Fiona Campbell-Howes also benefited from EU funds to kickstart her business. She moved from London to Cornwall 10 years ago, when she launched her own copywriting agency Radix Communications. She now employs more than a dozen workers and writes for large global firms including Amazon and Oracle.
"The EU funding was really essential to me starting out the business," Campbell-Howes said. "Without it, we wouldn't be where we are today."
Beyond funding, the EU provided Campbell-Howes with support and training for things like management coaching and cash flow. She said her biggest concern about Brexit is that new business owners won't be able to take advantage of these programs like she did.
"Cornwall is a really entrepreneurial county," she said. "There are lots of people here setting up their own businesses, lots of creative people who are setting up creative businesses, but don't necessarily have the kind of business management skills that you need, especially not to get a business off the ground."
Campbell-Howes said she understands that some businesses in Cornwall, like hers, have benefited more than others from EU support. Cornwall's fishing industry, for example, has been vocal about EU restrictions on business and trade.
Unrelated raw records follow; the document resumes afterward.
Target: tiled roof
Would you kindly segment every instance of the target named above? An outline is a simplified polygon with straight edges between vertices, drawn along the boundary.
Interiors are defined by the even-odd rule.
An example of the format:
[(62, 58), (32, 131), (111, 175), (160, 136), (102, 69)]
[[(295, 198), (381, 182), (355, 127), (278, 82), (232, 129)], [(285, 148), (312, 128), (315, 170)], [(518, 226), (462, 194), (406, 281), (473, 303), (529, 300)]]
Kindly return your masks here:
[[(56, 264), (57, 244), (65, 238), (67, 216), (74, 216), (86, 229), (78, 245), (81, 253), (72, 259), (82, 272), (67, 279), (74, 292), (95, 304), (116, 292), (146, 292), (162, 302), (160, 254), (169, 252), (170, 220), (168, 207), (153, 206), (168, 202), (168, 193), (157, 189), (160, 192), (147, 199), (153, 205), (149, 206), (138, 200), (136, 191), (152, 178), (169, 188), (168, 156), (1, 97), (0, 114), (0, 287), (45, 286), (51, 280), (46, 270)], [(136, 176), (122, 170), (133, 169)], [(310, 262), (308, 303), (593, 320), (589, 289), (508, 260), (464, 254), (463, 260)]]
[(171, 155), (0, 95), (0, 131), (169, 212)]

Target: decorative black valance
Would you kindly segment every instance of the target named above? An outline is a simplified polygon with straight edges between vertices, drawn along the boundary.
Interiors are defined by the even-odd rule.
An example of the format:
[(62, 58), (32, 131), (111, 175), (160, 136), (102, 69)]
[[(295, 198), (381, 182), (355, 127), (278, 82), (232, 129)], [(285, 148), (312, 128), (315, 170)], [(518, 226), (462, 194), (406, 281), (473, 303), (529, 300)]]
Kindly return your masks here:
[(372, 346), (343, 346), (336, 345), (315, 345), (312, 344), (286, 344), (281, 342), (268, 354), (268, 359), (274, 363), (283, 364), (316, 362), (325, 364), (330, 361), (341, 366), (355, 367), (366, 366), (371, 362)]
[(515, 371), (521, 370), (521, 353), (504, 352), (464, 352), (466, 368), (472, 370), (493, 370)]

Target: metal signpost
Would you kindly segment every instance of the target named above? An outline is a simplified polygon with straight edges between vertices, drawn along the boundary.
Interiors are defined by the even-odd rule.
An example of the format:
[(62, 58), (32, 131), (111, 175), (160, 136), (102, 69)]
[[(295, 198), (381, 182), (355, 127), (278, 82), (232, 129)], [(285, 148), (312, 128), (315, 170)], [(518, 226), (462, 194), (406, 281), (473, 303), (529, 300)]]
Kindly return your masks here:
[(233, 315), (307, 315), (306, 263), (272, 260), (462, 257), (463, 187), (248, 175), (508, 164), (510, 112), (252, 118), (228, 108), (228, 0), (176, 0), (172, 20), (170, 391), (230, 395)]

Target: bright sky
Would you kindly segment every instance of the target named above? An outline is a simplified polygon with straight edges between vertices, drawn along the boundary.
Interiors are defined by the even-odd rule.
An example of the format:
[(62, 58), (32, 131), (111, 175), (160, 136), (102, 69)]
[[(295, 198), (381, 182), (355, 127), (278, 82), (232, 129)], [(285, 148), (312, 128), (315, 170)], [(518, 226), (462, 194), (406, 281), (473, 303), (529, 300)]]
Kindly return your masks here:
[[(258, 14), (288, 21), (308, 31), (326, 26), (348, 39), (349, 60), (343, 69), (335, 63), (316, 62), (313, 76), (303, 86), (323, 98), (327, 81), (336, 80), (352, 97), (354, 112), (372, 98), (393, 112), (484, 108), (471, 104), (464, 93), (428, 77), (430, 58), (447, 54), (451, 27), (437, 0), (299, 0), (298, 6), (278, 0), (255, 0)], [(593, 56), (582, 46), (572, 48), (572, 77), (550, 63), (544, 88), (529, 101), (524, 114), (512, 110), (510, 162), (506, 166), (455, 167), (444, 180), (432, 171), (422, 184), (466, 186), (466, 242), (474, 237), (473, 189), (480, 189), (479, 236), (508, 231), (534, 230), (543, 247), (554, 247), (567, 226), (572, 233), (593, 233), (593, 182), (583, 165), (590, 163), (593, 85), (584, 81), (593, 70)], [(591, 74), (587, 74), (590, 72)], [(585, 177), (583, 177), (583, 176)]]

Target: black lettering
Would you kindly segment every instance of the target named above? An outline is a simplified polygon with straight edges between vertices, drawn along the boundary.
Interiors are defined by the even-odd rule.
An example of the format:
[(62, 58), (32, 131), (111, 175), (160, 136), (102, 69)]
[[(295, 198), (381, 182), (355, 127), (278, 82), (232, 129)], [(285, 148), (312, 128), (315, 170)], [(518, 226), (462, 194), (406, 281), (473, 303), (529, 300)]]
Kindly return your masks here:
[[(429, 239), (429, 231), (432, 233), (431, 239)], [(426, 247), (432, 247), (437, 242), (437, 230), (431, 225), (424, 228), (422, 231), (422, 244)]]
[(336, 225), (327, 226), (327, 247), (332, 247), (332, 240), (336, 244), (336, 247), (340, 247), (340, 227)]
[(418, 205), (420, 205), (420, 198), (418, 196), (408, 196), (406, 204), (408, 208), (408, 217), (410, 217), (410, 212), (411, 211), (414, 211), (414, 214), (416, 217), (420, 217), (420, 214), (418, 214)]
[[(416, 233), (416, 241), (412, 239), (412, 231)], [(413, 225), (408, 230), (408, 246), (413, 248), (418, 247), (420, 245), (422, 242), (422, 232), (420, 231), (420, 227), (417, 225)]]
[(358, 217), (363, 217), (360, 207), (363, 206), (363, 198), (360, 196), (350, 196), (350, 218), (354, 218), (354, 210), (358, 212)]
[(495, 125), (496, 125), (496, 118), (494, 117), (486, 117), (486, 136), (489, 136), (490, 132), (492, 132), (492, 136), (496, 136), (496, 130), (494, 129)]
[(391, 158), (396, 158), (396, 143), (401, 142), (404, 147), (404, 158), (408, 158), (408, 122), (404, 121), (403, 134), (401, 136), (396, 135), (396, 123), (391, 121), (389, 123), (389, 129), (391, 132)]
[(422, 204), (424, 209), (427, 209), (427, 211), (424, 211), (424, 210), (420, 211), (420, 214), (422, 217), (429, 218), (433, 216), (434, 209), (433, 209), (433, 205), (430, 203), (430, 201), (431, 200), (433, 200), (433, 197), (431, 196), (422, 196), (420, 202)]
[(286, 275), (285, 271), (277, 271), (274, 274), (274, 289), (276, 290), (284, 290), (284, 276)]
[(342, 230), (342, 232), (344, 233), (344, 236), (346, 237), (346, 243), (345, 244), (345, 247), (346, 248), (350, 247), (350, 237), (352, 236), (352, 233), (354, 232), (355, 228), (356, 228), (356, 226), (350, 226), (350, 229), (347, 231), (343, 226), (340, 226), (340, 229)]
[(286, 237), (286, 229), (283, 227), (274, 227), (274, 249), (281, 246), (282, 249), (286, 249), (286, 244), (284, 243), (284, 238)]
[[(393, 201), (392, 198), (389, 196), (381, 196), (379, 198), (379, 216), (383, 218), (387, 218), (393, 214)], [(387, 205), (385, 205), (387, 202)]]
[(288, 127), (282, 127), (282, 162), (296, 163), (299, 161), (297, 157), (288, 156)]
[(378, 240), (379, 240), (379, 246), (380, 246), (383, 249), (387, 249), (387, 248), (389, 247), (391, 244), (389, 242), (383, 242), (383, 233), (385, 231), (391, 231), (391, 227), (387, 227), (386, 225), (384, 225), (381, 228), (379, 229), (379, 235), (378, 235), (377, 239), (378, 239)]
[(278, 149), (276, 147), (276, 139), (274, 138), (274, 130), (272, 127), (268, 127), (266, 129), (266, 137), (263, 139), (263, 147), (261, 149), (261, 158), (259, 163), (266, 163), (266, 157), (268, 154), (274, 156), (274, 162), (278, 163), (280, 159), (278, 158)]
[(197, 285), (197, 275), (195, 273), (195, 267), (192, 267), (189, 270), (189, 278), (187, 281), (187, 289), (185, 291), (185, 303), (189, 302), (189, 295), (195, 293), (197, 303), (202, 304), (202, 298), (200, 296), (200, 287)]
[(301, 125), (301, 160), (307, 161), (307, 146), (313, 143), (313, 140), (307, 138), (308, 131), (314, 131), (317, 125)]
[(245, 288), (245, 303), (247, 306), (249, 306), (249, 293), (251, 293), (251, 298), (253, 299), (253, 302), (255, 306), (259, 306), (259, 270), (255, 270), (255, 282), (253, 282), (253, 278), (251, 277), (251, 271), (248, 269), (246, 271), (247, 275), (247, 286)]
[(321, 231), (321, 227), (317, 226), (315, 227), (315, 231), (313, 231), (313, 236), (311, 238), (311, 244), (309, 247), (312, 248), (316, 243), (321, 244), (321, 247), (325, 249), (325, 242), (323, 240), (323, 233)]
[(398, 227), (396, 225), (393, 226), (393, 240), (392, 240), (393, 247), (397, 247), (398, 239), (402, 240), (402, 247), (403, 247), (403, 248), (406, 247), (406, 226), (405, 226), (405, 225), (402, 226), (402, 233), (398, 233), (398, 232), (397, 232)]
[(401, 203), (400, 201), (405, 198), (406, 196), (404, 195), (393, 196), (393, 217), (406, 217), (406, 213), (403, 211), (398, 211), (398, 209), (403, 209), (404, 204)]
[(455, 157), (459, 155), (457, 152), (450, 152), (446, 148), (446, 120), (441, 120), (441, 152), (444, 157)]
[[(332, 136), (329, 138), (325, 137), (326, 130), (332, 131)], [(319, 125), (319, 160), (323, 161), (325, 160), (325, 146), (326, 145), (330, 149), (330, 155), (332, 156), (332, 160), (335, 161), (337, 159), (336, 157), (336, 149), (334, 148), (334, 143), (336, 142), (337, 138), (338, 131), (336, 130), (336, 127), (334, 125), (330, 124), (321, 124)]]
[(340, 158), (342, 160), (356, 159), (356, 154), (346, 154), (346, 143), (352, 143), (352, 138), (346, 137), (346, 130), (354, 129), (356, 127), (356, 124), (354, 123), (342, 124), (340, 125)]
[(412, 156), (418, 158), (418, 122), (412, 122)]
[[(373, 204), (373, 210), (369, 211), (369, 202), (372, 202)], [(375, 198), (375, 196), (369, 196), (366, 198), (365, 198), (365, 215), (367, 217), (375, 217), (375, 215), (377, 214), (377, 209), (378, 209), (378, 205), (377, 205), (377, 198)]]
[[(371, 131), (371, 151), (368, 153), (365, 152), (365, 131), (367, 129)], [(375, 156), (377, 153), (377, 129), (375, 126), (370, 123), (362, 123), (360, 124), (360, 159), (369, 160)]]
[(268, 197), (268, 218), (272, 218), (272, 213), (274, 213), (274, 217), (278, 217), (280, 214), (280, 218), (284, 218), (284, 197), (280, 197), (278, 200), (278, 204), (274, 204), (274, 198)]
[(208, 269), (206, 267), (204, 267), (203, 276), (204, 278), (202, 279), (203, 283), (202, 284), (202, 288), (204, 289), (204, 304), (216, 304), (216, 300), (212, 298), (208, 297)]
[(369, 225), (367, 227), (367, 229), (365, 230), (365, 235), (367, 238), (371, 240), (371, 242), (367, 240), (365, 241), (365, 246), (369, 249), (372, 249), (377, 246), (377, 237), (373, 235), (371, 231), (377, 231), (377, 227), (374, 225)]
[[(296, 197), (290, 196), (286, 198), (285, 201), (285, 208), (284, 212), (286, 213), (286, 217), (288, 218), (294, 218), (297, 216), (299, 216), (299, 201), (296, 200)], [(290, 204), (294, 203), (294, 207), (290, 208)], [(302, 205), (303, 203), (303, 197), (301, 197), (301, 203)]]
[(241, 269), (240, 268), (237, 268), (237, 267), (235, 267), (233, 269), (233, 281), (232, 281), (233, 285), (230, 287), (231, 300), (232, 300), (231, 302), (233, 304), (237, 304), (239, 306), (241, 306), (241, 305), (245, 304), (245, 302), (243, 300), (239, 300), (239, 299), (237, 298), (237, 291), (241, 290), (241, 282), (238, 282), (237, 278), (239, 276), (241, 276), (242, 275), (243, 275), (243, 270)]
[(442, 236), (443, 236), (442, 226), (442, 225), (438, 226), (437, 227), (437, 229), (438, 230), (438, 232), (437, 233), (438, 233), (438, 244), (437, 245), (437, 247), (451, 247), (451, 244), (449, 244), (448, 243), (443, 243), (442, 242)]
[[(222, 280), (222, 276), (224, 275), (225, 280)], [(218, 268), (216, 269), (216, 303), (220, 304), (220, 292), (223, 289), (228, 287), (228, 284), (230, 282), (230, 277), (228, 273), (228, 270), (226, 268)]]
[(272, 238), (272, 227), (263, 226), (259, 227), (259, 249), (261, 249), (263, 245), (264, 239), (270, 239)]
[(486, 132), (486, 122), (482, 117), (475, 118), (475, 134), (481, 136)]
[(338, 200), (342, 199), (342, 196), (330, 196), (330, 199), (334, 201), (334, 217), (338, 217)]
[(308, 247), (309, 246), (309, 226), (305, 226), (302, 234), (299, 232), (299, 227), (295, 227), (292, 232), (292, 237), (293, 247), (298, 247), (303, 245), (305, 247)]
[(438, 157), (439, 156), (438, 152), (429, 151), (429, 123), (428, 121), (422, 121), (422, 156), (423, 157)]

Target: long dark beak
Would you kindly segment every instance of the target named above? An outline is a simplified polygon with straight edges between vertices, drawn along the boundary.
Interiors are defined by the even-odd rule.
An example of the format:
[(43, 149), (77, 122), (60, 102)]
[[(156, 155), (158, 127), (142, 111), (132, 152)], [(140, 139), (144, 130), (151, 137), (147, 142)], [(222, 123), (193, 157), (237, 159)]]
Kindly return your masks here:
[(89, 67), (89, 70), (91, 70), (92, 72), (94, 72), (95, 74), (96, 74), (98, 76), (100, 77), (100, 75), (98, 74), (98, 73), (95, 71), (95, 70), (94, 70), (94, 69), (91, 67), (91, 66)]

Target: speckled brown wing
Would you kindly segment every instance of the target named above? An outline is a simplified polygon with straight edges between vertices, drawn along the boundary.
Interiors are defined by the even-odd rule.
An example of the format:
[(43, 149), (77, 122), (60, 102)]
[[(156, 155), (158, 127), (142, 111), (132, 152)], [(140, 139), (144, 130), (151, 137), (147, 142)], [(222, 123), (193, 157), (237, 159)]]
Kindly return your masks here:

As a county, 57 percent of people in Cornwall voted to leave the European Union.
"We've seen so much here, the impact of the investment, that's not true for everywhere in Cornwall," Campbell-Howes said.
She is now one face of a campaign that's partly funded by the EU to bring more business and investment into Cornwall. "Invest in Cornwall" aims to lure more tech companies and entrepreneurs to the county by touting benefits like high-speed internet connectivity and work-life balance.
Nicola Lloyd, head of inward investment at Invest in Cornwall, said the campaign is part of an effort to futureproof the region's economy.
"Cornwall has always been quite good at coming up with new innovations," Lloyd said.